The warning comes after figures revealed that four in 10 primary schools in Blackpool still contain asbestos.

READ MORE>>> What is asbestos and what are the risks?

A Freedom of Information request to Blackpool Council revealed that 13 state primary schools contain asbestos – 42 per cent of the area’s schools.

Research by law firm Stephensons found that the potentially deadly material is present in more than 5,000 English primary schools, across the 105 local authorities that provided figures.

Asbestos was banned in the UK in 1999, but was routinely used to construct school buildings between 1940 and 1970.

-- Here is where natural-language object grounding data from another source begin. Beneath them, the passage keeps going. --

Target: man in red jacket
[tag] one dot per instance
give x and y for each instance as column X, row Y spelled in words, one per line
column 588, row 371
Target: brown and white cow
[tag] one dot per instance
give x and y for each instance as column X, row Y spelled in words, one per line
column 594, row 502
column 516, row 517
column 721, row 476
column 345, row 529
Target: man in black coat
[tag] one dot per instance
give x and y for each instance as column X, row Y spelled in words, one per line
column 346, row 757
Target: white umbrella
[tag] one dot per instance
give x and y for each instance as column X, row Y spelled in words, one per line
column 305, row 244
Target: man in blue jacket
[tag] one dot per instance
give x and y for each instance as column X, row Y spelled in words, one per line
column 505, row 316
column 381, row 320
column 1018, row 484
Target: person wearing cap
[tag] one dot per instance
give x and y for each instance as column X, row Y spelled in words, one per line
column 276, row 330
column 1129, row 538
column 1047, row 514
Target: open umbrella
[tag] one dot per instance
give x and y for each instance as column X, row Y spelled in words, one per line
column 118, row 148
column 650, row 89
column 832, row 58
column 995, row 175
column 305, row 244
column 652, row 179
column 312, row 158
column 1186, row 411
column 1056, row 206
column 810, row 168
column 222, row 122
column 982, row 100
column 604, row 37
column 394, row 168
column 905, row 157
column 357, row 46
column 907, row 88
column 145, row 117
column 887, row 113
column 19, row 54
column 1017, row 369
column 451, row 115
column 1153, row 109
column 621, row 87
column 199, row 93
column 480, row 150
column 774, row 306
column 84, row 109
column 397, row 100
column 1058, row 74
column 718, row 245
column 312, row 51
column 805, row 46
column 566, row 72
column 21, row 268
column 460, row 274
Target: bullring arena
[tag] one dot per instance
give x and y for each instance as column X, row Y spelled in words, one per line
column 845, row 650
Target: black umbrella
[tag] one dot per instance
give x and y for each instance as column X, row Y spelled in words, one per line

Any damage to these older buildings can release fibres into the air, which can cause life-threatening illnesses if inhaled.

Kate Sweeney, a personal injury lawyer at Stephensons, said local authorities are not doing enough to tackle the issue.

She said: “Many people think that asbestos is a problem of the past, and that related illnesses only affect construction workers and tradespeople.

“This is simply not the case. The potentially deadly material has been used in all types of buildings, and parents and teachers have a right to know if it is present in schools.

“We are calling for all schools and local education authorities to publicly disclose if asbestos is on the premises and the measures being taken to manage it.”

Mesothelioma, a lethal cancer affecting the lining of the lungs, is directly associated with asbestos exposure. The UK has the highest incidence of the disease in the world.

The disease has caused the deaths of 164 people in Blackpool since records began in 1981, Health and Safety Executive figures show.

This includes 30 between 2013 and 2017, the latest five-year reporting period.

Liz Darlison, from Mesothelioma UK, said: “There is no safe level of asbestos exposure, and we should be doing much more to protect people, particularly children.

“The time from exposure to developing the disease can take several decades, which is why the level of concern is perhaps not fully appreciated.

“As a nation, we must take responsibility and rid our buildings of this cancer-causing substance, for the sake of our children, their children, and every generation in the future.”

An HSE spokesperson said: “Since the dangers of asbestos became clear, successive governments have, over many years, made a concerted and sustained effort to address the issue. As a result, mortality rates in mesothelioma are expected to decline from the next decade.”